Она молчала, не слыша ни его слов, не грохота фейерверка. Для нее существовал сейчас только ее Саша, которого Марта и сейчас безмерно любила, но только скрывала это даже от самой себя.

Девушка уставилась на то место, где должен был сидеть Дионов и его друзья, но, к ужасу Марты, теперь оно было пустым.

Видимо, компания Александра только что ушла.

У Марты в животе стало холоднее, чем в Антарктиде, хотя в висках стучали огненные молоточки, и она резко вскочила.

Нет, только не это!

– Ты куда? – удивленно прокричал ей вслед Феликс, но ответ не получил. А Марта подбежала к официанту и на английском, очень волнуясь и оттого отчаянно жестикулируя, спросила, где те мужчины, которые сидели за тем вот столом?

– Они расплатились пару минут назад и ушли, – ответил официант замершей девушке, и она сорвалась с места и побежала вон из зала под удивленные взгляды посетителей.

– Марта! Вернись! Ты куда? – закричал ей вслед опешивший Феликс. – Марта!
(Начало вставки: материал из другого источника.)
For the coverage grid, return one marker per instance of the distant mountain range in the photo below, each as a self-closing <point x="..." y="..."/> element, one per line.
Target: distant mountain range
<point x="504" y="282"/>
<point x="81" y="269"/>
Но та не останавливалась. Она выбежала из ресторана и бросилась к лифтам – закон подлости не сработал, и створки одного из них открылись тут же, как только находящаяся на грани истерики девушка нажала кнопку вызова. Она сейчас безумно хотела только одного – найти того, кого любила, и того, кого забыла, чтобы вспомнить через целых восемь лет. Того, кто только что подходил к ней и почти касался ее волос своей щекой. Того, кого она отвергла, причинив боль.

В голове скрипачки билась лишь одна мысль: «Господи, где же Саша?! Где он?!».

Он же не мог уехать, не дождавшись ее? Нет, не мог. Он не мог… Не мог!

А она не может потерять его – теперь уже навсегда.

Несколько минут – и Марта выбегала из здания торгового центра, оглядываясь по сторонам в поисках Саши. Ей вновь повезло – она заметила, как друг-бугай Дионова – кажется, его звали Миха – последним садится в белый БМВ последней модели.

Но на этом удача, казалось, покинула скрипачку. Роскошный автомобиль тронулся с места и медленно поехал по дороге, чтобы влиться в неспешный поток других машин.

Сердце Марты на миг прекратило биться. Неужели Саша уедет? Просто возьмет и уедет? Неужели она отпустит его?

Девушка, недолго думая, побежала следом за БМВ, громко крича, словно сумасшедшая, пугая прохожих:

– Саша! Саша! Постой! Пожалуйста!

Она не может потерять его!

Однако чуда не произошло. Белоснежный автомобиль так и не остановился, уехав прочь, не вняв ее крикам.

Марта, которую трясло от осознания прошлого и от ошибки, которую она совершила в настоящем, на ставших негнущимися ногах опустилась в своем дорогом черном платье прямо на асфальт, не обращая внимания на удивленные взгляды других людей. Ей ни до кого не было дела.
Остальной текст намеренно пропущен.